# the new species or monitor!



## blackmaskelong (Aug 18, 2007)

edit*


----------



## Mettle (Dec 29, 2003)

Ha. That's pretty funny to see.









But really had husbandry practice.


----------



## blackmaskelong (Aug 18, 2007)

it's just funny thay are not my lizards! a buddy's! and after that pic was take 2 months later well guess what happend???


----------



## Mettle (Dec 29, 2003)

He has one fat monitor now?

What's in the tank beside?
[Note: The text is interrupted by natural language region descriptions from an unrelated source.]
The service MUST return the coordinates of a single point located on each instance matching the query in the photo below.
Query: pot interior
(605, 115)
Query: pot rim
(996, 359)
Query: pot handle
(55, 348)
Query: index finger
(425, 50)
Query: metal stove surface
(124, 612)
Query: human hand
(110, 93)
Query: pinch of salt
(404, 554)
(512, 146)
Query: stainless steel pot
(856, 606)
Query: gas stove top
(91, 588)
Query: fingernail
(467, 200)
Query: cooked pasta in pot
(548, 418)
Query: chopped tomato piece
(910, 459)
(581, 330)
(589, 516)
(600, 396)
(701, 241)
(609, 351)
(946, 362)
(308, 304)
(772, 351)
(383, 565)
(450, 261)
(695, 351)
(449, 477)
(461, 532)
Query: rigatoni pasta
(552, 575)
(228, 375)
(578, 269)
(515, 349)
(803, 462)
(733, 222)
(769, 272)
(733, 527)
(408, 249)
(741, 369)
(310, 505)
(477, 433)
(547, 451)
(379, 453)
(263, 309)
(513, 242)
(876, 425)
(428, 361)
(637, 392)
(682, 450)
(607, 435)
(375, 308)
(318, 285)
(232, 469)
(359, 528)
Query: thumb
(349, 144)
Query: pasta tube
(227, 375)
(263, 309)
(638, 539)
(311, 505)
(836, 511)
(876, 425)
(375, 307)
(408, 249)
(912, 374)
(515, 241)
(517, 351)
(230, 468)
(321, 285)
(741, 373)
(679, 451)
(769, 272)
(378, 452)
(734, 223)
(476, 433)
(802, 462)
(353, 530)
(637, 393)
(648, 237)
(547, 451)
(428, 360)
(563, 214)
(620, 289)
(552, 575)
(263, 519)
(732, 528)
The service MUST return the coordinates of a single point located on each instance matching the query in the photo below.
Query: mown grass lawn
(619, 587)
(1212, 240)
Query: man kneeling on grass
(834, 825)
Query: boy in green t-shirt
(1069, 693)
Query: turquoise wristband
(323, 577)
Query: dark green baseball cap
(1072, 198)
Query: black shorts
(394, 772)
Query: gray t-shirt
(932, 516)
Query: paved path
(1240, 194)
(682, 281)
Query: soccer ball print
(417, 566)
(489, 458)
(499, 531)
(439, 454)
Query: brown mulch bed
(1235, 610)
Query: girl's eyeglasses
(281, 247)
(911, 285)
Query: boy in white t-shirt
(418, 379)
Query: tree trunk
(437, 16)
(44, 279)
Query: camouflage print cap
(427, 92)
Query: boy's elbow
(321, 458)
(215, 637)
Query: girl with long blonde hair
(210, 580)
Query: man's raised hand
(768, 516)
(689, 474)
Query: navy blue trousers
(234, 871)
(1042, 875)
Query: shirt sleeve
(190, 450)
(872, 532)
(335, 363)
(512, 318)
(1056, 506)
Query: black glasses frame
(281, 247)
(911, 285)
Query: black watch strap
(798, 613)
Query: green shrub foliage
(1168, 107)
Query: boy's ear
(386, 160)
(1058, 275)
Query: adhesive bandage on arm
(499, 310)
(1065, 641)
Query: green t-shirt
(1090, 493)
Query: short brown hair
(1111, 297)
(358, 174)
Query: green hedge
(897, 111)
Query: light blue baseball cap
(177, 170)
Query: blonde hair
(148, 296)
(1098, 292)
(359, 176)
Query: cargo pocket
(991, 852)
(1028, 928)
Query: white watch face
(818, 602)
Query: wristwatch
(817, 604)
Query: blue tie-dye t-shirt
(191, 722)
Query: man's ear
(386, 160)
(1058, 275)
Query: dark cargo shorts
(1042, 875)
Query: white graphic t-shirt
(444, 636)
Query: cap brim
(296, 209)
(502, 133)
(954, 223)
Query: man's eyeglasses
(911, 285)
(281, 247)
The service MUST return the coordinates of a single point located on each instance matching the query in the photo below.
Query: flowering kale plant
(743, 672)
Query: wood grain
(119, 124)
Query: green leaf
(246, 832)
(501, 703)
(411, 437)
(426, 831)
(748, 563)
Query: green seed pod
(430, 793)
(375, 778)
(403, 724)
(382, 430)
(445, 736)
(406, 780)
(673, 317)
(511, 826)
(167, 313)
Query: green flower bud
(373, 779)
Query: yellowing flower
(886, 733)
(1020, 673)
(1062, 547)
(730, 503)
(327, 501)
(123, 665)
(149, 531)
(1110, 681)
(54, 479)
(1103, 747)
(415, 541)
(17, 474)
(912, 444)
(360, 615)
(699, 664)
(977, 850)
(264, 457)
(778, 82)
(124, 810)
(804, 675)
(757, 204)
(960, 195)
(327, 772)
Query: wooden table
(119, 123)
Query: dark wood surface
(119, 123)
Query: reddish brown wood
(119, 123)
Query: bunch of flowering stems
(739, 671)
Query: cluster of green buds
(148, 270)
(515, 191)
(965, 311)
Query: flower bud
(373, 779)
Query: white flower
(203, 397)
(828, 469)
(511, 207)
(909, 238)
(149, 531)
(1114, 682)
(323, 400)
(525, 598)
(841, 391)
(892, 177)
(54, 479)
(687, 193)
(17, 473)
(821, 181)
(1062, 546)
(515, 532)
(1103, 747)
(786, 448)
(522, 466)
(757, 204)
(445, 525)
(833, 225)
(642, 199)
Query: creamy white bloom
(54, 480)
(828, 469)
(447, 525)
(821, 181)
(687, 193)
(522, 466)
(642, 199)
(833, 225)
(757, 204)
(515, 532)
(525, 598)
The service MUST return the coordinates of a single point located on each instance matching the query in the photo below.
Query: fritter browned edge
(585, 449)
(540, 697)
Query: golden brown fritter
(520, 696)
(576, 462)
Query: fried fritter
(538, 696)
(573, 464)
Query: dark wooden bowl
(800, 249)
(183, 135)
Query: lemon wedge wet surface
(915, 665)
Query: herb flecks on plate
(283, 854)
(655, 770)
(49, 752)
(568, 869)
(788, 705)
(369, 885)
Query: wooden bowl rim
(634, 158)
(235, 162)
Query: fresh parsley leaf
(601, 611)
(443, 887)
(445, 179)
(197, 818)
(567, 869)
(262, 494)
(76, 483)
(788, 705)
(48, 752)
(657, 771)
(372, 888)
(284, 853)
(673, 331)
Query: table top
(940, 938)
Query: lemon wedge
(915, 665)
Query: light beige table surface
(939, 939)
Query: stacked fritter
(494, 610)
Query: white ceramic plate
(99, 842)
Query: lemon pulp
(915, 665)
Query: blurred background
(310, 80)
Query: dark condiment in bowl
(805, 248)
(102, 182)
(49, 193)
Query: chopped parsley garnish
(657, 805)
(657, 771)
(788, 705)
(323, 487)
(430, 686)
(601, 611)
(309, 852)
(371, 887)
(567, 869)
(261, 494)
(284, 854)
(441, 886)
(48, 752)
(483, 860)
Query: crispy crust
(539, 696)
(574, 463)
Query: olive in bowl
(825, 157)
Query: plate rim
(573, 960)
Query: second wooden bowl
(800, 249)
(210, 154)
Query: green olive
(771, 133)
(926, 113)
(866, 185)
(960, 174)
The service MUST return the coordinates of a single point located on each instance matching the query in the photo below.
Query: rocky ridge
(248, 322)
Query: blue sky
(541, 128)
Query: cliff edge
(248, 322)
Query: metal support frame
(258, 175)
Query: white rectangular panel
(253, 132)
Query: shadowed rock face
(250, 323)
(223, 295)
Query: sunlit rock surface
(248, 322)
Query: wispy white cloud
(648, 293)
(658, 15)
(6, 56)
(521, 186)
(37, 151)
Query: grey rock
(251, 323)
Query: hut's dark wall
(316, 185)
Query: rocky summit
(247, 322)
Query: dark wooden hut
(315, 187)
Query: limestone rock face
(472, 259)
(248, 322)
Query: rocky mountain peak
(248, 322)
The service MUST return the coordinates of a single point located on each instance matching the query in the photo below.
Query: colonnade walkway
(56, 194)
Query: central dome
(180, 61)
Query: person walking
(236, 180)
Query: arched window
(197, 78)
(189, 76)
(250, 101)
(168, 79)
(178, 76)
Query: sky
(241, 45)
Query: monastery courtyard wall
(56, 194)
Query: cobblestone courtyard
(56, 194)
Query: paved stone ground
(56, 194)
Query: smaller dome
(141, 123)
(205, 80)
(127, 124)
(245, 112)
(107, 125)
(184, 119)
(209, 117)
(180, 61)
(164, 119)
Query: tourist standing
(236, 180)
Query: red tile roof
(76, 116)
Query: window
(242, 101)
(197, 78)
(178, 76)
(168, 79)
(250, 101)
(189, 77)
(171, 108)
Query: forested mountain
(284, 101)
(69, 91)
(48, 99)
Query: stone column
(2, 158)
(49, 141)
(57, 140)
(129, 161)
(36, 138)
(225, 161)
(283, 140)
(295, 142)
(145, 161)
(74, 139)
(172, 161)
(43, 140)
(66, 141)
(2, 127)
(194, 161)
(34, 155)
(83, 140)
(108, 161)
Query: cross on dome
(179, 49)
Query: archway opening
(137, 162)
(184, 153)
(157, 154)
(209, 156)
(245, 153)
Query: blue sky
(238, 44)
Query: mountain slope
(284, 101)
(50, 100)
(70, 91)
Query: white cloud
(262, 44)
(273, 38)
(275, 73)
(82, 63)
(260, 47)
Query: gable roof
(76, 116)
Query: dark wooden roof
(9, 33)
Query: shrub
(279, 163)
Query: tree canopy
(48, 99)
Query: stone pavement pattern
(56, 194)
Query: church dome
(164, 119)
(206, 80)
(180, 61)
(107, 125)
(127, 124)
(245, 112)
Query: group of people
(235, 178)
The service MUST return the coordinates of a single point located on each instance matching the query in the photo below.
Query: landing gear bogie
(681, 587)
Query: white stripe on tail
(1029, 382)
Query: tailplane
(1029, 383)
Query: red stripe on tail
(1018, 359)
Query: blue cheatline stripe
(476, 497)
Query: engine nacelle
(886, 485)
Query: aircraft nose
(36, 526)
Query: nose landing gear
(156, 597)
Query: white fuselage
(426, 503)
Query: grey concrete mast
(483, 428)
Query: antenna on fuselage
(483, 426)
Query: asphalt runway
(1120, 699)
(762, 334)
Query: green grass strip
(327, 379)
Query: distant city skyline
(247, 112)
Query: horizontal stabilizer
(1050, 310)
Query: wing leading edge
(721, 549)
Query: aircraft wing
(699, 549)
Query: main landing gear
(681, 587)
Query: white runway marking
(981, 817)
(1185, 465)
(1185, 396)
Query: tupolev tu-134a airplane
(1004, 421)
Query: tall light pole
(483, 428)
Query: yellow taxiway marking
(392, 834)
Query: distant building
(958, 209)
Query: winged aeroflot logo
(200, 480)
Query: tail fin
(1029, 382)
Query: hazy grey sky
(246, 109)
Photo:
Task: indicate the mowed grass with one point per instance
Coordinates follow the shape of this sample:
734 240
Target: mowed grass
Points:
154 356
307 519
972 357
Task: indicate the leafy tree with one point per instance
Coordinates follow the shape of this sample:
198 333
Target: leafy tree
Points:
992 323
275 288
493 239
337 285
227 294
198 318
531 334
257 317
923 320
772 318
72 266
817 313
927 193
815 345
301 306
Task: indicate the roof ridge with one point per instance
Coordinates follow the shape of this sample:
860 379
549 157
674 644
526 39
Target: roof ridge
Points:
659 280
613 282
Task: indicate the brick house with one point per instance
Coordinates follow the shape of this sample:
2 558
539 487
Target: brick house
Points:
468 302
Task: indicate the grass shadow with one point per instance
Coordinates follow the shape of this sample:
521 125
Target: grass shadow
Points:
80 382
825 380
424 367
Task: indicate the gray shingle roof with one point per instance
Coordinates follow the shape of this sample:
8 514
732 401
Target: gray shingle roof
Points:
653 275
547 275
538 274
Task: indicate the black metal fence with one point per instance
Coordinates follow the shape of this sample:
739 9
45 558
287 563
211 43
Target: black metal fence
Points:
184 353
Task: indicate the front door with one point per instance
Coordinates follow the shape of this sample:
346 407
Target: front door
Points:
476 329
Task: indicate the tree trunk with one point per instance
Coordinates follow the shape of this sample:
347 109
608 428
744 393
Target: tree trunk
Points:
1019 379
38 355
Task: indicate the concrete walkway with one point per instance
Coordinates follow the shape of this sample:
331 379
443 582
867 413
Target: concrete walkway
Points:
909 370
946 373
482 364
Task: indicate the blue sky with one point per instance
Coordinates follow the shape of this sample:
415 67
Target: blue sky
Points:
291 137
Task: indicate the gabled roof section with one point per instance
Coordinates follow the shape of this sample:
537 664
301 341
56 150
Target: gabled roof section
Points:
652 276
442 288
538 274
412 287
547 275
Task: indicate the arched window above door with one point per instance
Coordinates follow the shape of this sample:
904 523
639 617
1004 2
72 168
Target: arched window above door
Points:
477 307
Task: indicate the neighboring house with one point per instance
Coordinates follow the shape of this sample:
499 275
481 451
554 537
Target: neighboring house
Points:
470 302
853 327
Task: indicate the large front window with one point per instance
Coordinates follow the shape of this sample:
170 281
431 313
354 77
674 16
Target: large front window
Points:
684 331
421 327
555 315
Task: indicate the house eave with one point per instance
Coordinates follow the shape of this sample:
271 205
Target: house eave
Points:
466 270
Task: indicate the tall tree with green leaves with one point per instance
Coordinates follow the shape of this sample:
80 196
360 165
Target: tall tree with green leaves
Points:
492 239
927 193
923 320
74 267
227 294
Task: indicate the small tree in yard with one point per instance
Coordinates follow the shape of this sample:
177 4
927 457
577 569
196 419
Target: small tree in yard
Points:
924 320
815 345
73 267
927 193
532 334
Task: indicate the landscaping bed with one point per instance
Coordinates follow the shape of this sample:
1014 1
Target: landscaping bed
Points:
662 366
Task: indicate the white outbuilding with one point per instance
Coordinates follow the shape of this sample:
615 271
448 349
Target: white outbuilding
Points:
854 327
Looks like some big feet or something in the glass there.


----------



## Bawb2u (May 27, 2004)

Umm, they all died from poor husbandry and stress?


----------



## blackmaskelong (Aug 18, 2007)

no the water dragons became food the savanah monitor is still alive and is now 8''!


----------



## Mettle (Dec 29, 2003)

8"? That's pretty tiny.


----------



## blackmaskelong (Aug 18, 2007)

yup! and it ate the water dragons! well half and half did what a oscar would do!


----------



## smokinbubbles (Mar 25, 2005)

i don't know maybe it's just me but i really wouldn't be excited to tell people about that.


----------



## blackmaskelong (Aug 18, 2007)

well it's not my lizard well it may i am gona take it off of him and give it the care it needs!


----------



## Mettle (Dec 29, 2003)

When you say 8 inches you mean just the body and not the tail, right?


----------



## blackmaskelong (Aug 18, 2007)

yah!


----------



## dracofish (Jul 13, 2003)

Poor husbandry...not something I'd brag or sound exited about...


----------



## blackmaskelong (Aug 18, 2007)

not bragin about it!


----------